Only July 28, 2022 the Credit Card Competition Act of 2022 (S. 4674) was introduced into the U.S. Senate, and was referred to the Committee on Banking, Housing, and Urban Affairs, where it currently sits. The stated purpose of this bill, according to its sponsors, Senators Durbin (D-IL) and Marshall (R-KS) is the enhancement of competition and choice in the credit card network market.
There are currently four credit card networks in the U.S., with Visa and Mastercard being the largest and together accounting for nearly 83% of general-purpose credit cards, with American Express and Discover sharing the remainder. Visa and Mastercard are “four-party” networks, with the four parties being the cardholder, the card-issuing bank, the merchant, and the acquirer. In these transactions Visa and Mastercard act as agents for thousands of card-issuing banks and set the fees that the network and the bank receive for each transaction. The transactions on the Visa and Mastercard networks earned those two networks a combined $77.48 billion in fees collected from U.S. merchants in 2021. American Express and Discover are “three-party” networks in which the card-issuer and acquirer are the same entity.

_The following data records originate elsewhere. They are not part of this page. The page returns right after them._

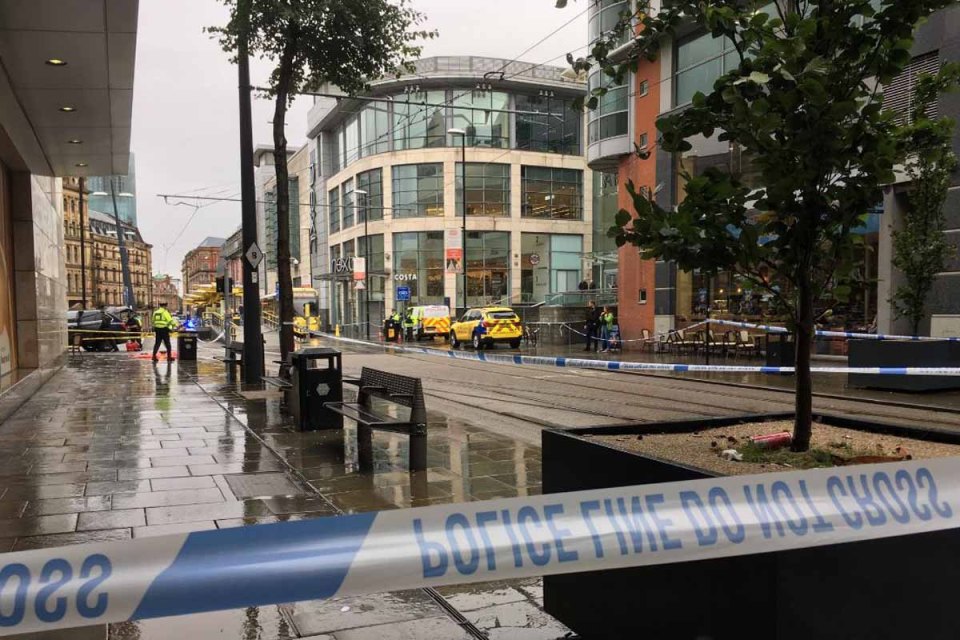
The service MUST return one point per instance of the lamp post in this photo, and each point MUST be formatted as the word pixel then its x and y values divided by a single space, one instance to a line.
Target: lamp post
pixel 83 252
pixel 366 258
pixel 463 201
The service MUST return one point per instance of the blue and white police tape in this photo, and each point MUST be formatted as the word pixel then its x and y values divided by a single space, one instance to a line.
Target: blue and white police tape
pixel 475 542
pixel 824 334
pixel 621 365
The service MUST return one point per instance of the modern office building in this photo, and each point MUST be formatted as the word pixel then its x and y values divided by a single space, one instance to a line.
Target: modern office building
pixel 298 168
pixel 125 186
pixel 389 187
pixel 656 295
pixel 65 106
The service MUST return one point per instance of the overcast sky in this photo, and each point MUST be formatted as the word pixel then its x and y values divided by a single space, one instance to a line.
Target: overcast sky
pixel 185 101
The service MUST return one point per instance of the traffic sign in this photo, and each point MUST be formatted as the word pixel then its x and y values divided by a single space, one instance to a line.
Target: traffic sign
pixel 254 256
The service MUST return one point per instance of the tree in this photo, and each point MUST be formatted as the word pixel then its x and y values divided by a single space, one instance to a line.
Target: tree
pixel 920 248
pixel 314 43
pixel 804 104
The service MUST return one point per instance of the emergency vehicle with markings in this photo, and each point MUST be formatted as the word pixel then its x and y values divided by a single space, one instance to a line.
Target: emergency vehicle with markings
pixel 486 326
pixel 431 321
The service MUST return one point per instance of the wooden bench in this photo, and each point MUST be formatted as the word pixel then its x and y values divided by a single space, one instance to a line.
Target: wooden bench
pixel 378 388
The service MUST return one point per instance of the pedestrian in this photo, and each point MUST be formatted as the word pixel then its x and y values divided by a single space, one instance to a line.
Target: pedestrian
pixel 606 328
pixel 162 324
pixel 592 326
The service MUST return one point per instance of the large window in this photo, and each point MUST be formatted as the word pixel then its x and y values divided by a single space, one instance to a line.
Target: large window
pixel 349 208
pixel 333 200
pixel 488 268
pixel 487 123
pixel 605 16
pixel 370 206
pixel 418 190
pixel 552 193
pixel 416 125
pixel 375 263
pixel 374 129
pixel 351 142
pixel 488 189
pixel 551 263
pixel 418 258
pixel 611 117
pixel 700 61
pixel 547 124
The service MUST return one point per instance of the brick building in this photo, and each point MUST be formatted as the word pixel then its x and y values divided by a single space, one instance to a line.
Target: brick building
pixel 200 264
pixel 104 273
pixel 166 288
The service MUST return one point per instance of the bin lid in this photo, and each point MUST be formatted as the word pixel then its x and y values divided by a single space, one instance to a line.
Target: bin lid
pixel 309 352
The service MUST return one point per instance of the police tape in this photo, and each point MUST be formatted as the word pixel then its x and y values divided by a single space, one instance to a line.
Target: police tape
pixel 827 334
pixel 474 542
pixel 622 365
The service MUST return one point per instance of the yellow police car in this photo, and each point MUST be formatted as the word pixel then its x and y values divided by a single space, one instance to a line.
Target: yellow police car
pixel 487 326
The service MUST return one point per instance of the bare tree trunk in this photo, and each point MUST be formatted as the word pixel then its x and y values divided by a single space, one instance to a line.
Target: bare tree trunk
pixel 284 277
pixel 803 417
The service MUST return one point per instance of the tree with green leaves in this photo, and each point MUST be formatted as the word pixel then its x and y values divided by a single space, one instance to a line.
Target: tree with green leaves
pixel 804 103
pixel 313 44
pixel 919 248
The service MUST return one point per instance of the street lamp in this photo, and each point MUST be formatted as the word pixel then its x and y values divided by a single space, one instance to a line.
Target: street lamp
pixel 463 201
pixel 366 257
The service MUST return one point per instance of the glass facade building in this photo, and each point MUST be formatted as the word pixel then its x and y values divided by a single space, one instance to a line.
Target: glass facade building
pixel 525 176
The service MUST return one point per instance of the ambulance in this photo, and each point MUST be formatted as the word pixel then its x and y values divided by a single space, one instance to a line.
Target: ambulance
pixel 431 321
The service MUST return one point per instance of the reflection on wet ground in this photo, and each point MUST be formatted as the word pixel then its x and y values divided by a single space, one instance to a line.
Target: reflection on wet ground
pixel 114 448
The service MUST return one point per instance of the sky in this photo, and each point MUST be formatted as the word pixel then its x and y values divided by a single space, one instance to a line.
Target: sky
pixel 185 133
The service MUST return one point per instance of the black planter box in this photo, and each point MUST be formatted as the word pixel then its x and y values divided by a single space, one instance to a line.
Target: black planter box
pixel 893 588
pixel 904 353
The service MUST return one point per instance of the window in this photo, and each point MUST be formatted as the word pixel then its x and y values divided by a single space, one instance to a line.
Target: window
pixel 700 61
pixel 416 126
pixel 418 190
pixel 610 118
pixel 486 124
pixel 899 94
pixel 371 204
pixel 350 144
pixel 419 256
pixel 349 210
pixel 488 189
pixel 375 263
pixel 604 17
pixel 545 123
pixel 551 263
pixel 374 129
pixel 552 193
pixel 487 266
pixel 333 200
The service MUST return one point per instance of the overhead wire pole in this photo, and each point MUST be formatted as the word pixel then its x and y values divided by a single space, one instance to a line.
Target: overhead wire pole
pixel 128 298
pixel 252 336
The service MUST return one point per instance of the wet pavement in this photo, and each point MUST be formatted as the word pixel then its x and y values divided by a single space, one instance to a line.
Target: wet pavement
pixel 115 447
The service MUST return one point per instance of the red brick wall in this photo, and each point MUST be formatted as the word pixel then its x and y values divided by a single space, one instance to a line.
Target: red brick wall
pixel 636 274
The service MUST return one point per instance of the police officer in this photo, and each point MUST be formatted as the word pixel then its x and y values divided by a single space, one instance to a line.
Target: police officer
pixel 163 322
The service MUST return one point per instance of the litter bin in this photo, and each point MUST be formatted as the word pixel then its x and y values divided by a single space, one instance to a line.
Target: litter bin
pixel 187 345
pixel 391 331
pixel 781 350
pixel 317 377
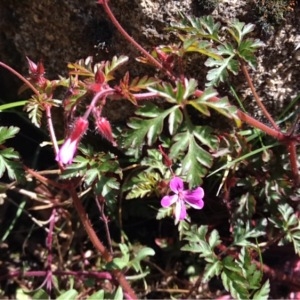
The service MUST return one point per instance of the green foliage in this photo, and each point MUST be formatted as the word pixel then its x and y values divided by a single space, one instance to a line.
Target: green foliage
pixel 243 171
pixel 131 257
pixel 289 223
pixel 202 35
pixel 97 170
pixel 239 276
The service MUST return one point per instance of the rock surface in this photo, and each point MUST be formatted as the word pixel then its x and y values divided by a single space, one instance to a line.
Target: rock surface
pixel 59 32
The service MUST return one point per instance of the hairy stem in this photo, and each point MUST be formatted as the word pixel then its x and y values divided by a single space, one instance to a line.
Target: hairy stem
pixel 110 14
pixel 294 161
pixel 20 77
pixel 51 128
pixel 256 97
pixel 118 275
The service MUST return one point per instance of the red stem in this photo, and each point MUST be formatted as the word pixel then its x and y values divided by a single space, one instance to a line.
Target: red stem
pixel 256 97
pixel 118 275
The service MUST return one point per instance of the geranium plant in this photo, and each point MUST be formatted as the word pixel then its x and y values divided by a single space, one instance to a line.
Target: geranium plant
pixel 227 181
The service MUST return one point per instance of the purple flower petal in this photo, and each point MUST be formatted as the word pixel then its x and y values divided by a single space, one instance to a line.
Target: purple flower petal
pixel 166 201
pixel 180 211
pixel 195 198
pixel 176 184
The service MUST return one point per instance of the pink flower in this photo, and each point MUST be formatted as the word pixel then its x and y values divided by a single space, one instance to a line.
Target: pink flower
pixel 193 198
pixel 104 129
pixel 67 151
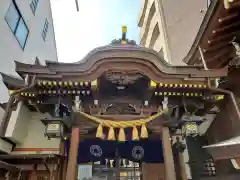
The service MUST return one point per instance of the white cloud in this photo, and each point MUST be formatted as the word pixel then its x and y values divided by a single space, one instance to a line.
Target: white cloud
pixel 76 32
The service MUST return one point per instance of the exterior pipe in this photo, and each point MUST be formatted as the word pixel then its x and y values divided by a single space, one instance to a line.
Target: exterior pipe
pixel 230 93
pixel 5 119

For debit cards (as opposed to credit cards) banks commonly issue debit cards with either Visa or Mastercard but there are also smaller networks with names like Pulse, Shazam and Star which charge an estimated 10 cents less per transaction than Visa or Mastercard. Each use of a debit or credit card generates fees for the payment networks, which are normally collected by banks, which retain their portion and pass most of it to the network, most often Visa or Mastercard.
The Credit Card Competition Act would require that banks with more than $100 billion in assets ensure that their credit cards provide a choice of at least two networks that can be used to process these transactions, at least one of which must be outside of the top two largest networks. If this sounds somewhat familiar, it was this same Sen. Durbin who added an amendment to the 2010 Dodd-Frank Act that required banks to include two unaffiliated networks with every debit card they issue. So, this isn’t the first time that Senator Durbin has been tied to legislation related to payment networks and their associated fees.
A provision of the Credit Card Competition Act that was not part of the 2010 Durbin Amendment is a requirement that banks accept practically any kind of transaction, which could functionally require financial institutions to onboard potentially many more than just two networks, including unregulated networks, such as China’s UnionPay, India’s RuPay or Nigeria’s Verve International. Merchants will have the ability to choose which network handles their transactions and may choose alternative networks, such as those with lower fees.
Supporters of this bill, which has been referred to as “Durbin Amendment 2.0,” claim that the proposed changes will result in lower fees paid by merchants which will in turn lead to lower prices for consumers. Critics of this bill argue that although this bill could lower fees for merchants, it would also reduce revenue for card-issuing banks and could also potentially harm consumers. Unfortunately, some alternative networks could have lower security standards and may be a bit riskier for consumers. Additionally, many of the benefits and rewards offered to card holders are provided due to the fees made on card transactions. By reducing these fees, card issuers may limit or eliminate rewards programs or consider annual fees for such programs.